By Janean Chun
Since we last visited Scott Shane, assistant professor of entrepreneurship at the Massachusetts Institute of Technology in Cambridge ("Opportunity Insider," September), he has broken new ground in his quest to uncover the factors that determine franchise survival. Whereas he previously studied individual factors, Shane has now determined that unexpected combinations provide new franchise systems with advantages. "This is the first time I've ever examined the interaction of these different factors," says Shane. His latest study found that new franchise systems are more likely to survive if they meet this criteria:
- They are ranked highly in Entrepreneur magazine's Franchise 500 and are founded in states that require franchise registration. "State regulators aren't necessarily looking for the quality of the system--they're looking for full disclosure. And Entrepreneur is looking for indications of quality, geared heavily toward growth," says Shane. "These are two different, and yet complementary, kinds of investigation. Franchisors who are both disclosing properly and growing rapidly offer many advantages."

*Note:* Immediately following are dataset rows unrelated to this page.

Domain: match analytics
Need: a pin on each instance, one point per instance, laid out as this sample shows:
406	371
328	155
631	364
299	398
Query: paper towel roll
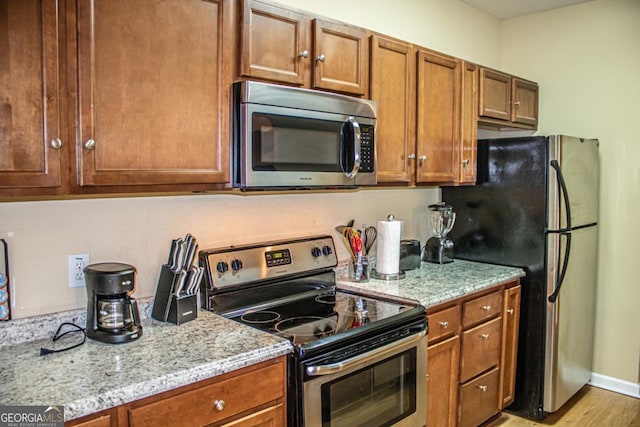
388	247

- They have a higher percentage of franchised outlets and are located in states with laws restricting termination of franchisees. "A new franchisor can grow faster through franchised outlets, so a higher ratio of franchised outlets to company-owned outlets is beneficial. Without termination laws, franchisees aren't protected against opportunistic franchisors. It becomes easier for franchisees to be terminated and harder to build a system of mostly franchisees with relatively few company-owned outlets."
- They require comparatively high capitalization and have a higher percentage of franchised outlets. "When the amount of capitalization needed for a franchised outlet is higher, you need more resources, so it's better to have a system that's more heavily franchised rather than company-owned," says Shane. "Otherwise, you can't grow quickly enough."